Non a caso proprio dal secondo episodio, dedicato alla soggettiva di Francesco Cossiga (Fausto Russo Alesi, tra gli interpreti più incisivi della serie), il registro slitta su un tono decisamente più grottesco e (in)volontariamente comico. Proprio questo personaggio sfacciatamente teatrale – caratterizzato dalle macchie sulle sue mani – rappresenta, molto di più delle parole accusanti della prima scena di Esterno notte, l’intensità dell’accusa mossa da Bellocchio non solo verso i brigatisti ma verso gli allora attuali rappresentanti del governo.
L’astio comunicato dagli sguardi persi nel vuoto e dalle parole di Moro nell’episodio sei, o anche dai silenzi e dalle lacrime di Eleonora Moro (Margherita Buy) nell’episodio cinque, dalla telefonata notturna tra Papa Paolo VI (Toni Servillo) e Padre Curioni (Paolo Pierobon) sono altre crepe che la serie apre tra le pagine della Storia italiana; sequenze che ribadiscono ulteriormente quell’imbarazzante paura di un’organizzazione estremista e criminale che non vuole tirarsi indietro (e che forse non crede ai suoi intenti) e la stasi di una classe politica che non sa far altro che attendere. E il paese si disgrega ancora di più, tra vari richiami al fascismo e a una dilagante espansione dell’eroina.

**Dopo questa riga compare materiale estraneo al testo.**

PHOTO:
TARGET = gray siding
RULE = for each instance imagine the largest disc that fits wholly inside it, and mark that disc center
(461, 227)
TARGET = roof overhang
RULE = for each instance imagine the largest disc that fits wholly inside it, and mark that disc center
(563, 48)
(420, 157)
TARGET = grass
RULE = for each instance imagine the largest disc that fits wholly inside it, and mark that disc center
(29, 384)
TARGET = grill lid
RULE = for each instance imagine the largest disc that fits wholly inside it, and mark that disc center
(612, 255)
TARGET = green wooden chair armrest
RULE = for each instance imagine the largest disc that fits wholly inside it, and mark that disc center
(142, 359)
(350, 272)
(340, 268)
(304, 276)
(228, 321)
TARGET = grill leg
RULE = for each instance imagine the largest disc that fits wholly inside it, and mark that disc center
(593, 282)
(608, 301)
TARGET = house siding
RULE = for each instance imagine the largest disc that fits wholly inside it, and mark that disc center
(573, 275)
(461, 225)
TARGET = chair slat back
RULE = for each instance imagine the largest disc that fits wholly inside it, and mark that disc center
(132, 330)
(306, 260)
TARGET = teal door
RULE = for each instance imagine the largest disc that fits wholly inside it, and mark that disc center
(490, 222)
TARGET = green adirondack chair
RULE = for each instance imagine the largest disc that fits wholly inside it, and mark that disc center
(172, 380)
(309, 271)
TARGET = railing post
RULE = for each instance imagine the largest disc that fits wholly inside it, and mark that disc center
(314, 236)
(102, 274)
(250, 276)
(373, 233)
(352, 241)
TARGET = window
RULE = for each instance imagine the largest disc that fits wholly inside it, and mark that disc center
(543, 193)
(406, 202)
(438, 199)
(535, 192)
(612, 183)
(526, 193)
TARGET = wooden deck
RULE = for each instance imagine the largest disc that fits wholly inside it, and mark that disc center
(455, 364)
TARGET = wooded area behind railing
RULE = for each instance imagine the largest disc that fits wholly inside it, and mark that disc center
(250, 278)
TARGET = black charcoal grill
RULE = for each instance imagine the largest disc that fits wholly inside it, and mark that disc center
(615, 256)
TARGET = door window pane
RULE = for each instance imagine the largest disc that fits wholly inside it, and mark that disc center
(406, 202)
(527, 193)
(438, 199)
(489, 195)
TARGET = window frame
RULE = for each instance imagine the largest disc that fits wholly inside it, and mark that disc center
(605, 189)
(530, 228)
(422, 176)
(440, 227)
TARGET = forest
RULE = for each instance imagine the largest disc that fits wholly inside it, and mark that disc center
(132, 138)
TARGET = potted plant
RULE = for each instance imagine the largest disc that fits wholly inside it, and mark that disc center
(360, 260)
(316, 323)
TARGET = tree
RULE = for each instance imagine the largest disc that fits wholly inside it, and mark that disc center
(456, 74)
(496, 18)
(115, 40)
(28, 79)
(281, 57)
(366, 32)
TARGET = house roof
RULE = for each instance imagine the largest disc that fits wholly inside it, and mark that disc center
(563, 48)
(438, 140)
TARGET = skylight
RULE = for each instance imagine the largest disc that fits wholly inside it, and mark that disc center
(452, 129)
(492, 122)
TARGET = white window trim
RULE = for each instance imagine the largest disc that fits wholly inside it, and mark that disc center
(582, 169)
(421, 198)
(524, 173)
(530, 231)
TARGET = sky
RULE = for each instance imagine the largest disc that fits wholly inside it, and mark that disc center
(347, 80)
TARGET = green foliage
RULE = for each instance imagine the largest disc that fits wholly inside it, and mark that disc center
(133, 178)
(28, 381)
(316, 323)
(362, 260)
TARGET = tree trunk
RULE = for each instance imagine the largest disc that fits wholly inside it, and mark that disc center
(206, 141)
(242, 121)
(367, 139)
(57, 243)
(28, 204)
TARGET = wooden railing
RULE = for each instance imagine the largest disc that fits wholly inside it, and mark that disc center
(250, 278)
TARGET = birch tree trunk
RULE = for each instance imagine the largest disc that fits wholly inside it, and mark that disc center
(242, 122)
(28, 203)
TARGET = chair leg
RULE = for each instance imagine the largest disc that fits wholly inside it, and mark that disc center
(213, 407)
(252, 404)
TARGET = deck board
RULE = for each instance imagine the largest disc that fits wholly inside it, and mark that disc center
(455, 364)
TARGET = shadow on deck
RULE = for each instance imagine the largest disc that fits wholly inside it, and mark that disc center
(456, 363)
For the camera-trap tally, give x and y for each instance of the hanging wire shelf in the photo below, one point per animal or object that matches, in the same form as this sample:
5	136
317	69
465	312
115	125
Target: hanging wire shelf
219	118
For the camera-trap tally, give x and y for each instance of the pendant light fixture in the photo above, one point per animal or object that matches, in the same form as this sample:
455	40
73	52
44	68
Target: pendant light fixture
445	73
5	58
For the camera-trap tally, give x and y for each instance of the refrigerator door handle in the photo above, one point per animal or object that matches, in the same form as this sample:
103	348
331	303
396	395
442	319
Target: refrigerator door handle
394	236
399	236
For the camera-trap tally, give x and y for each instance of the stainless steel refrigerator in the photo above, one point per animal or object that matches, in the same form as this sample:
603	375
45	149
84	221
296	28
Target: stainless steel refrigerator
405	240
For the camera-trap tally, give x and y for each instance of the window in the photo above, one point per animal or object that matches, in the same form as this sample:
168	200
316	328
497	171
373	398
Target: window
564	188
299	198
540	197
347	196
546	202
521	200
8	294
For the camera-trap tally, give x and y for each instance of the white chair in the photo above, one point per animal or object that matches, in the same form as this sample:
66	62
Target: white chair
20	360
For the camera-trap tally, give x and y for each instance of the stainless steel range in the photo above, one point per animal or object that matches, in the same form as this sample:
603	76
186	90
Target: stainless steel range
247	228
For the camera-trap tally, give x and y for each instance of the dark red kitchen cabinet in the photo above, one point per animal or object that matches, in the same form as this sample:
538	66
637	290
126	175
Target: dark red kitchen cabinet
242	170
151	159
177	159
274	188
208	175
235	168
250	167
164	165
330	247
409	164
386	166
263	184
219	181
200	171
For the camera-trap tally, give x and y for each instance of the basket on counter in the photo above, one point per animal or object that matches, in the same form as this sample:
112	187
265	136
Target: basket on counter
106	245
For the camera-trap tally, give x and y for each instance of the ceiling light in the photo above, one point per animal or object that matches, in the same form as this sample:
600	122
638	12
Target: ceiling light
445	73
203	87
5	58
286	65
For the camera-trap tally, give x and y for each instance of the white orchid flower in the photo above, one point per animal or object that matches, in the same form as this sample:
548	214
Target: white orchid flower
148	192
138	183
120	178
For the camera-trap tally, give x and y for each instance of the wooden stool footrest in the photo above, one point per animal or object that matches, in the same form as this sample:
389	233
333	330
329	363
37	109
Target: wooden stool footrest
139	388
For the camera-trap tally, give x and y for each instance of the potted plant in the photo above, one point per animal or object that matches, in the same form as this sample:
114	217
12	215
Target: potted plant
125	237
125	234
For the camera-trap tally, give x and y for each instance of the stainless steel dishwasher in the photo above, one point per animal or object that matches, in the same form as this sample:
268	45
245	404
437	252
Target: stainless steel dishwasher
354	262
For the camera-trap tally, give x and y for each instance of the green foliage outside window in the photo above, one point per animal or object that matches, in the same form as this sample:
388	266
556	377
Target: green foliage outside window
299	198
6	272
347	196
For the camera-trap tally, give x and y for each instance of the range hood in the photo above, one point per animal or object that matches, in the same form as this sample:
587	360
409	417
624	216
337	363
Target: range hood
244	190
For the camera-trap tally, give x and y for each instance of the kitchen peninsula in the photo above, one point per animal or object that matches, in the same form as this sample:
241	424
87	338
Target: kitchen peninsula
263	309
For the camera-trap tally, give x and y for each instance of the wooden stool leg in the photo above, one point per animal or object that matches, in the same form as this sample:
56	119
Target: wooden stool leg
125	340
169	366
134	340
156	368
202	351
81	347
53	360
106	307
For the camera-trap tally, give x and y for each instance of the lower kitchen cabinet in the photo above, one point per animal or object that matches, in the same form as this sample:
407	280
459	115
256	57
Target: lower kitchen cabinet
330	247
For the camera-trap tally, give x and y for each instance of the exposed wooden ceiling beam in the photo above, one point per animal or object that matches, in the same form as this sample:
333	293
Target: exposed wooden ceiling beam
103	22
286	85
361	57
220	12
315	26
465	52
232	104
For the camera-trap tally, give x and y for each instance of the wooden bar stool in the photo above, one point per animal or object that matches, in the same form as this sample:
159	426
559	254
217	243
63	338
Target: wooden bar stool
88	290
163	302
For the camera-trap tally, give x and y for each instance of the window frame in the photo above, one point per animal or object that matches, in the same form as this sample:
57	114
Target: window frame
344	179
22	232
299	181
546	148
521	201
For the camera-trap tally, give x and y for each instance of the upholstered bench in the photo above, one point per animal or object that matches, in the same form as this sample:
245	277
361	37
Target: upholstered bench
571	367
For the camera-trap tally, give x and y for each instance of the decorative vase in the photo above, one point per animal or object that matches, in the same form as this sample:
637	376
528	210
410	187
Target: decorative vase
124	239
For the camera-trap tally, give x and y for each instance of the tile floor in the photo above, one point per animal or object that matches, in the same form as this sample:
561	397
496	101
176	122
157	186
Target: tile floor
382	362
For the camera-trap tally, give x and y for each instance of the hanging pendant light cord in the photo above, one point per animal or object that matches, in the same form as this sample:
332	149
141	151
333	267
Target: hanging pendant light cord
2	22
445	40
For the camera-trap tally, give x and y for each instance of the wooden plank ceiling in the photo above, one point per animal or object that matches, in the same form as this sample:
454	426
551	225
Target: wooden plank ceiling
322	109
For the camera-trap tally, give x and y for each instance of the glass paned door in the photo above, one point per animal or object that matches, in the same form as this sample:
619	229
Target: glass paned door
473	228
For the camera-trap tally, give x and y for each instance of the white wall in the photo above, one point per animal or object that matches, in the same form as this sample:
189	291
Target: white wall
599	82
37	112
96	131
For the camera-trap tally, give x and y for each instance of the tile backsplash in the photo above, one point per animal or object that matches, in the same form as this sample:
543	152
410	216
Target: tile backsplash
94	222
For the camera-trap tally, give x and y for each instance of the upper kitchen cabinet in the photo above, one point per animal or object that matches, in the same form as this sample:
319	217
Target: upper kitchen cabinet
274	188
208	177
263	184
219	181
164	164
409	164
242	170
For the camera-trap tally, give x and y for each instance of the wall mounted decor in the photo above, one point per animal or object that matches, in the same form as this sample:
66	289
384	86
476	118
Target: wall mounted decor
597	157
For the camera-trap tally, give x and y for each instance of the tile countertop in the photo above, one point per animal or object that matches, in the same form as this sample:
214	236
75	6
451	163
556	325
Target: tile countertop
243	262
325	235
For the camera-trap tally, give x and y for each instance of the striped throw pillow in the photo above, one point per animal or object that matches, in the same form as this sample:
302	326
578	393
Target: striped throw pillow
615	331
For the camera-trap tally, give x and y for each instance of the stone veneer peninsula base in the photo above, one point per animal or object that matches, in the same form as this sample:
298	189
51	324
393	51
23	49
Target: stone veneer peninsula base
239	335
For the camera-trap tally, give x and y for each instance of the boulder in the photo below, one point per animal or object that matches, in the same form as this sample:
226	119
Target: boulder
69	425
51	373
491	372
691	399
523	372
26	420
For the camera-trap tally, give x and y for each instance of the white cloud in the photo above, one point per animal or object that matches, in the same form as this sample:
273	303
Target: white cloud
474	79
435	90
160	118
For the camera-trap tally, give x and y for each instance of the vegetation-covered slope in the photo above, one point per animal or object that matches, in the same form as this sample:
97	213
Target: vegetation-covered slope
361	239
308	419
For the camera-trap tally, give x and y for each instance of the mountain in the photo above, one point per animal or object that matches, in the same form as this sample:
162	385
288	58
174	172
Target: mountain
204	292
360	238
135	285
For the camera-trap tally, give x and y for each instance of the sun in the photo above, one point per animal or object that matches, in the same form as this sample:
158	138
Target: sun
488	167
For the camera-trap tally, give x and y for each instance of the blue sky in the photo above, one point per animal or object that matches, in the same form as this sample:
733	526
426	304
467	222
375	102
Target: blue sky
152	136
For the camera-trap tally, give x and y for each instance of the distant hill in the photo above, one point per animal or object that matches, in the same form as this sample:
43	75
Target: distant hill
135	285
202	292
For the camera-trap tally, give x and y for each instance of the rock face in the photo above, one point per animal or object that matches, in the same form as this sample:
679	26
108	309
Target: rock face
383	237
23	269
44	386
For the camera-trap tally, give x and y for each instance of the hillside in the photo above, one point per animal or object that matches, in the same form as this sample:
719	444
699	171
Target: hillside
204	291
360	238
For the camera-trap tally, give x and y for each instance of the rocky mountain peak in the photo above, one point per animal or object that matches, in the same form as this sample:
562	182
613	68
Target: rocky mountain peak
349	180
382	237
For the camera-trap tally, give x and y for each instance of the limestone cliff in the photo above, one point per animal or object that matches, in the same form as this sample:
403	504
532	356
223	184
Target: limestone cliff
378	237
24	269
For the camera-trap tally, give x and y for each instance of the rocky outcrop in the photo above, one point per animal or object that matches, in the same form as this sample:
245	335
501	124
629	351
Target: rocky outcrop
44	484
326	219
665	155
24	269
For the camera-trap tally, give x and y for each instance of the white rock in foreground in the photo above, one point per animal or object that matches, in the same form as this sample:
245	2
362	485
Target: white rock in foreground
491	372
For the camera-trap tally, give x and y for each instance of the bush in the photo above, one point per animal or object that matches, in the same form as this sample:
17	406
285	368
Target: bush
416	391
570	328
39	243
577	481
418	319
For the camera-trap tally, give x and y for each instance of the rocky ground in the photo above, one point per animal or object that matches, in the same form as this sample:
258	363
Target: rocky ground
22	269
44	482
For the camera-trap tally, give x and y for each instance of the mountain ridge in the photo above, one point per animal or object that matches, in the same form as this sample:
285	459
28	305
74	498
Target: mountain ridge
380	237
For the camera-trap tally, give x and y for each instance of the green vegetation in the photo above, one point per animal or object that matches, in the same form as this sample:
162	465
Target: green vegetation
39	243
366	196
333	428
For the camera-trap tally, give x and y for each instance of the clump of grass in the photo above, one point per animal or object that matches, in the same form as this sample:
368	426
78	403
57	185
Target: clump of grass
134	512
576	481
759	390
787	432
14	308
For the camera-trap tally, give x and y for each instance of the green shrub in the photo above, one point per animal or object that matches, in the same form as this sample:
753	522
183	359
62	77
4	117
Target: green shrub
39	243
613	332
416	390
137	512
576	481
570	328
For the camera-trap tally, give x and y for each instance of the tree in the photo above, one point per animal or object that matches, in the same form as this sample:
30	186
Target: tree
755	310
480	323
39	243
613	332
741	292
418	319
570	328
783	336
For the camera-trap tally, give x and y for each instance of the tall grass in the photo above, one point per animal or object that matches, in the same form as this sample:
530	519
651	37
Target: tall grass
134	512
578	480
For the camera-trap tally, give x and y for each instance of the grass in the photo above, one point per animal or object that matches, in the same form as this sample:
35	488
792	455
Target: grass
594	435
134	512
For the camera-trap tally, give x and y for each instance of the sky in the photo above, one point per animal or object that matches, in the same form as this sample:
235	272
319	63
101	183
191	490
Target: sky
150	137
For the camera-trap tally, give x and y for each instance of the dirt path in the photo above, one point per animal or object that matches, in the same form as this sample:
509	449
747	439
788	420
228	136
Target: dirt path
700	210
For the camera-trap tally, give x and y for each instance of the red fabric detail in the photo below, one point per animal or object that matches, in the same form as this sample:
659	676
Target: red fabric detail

Forse l’atto più rivoluzionario sarebbe stato liberare Moro, sciogliere definitivamente le Brigate Rosse (protagoniste di uno straniante quarto episodio) e ricominciare da capo in Parlamento, rifondare da zero il paese ammettendo di aver sbagliato. Ma né la politica né la guerra, potremmo dedurre, ammettono queste ritirate. E allora perché non attendere? Perché non giocare a fare gli americani? A intercettare i telefoni dei cittadini, a “trattare” e credere ad un insensato comunicato che suggerisce di cercare il corpo del deputato sul fondo del lago (ghiacciato) della Duchessa? Tanto prima o poi gli italiani si stancheranno di questo “dramma infinito”, e l’unico folle sarà colui che, semplicemente, non voleva morire.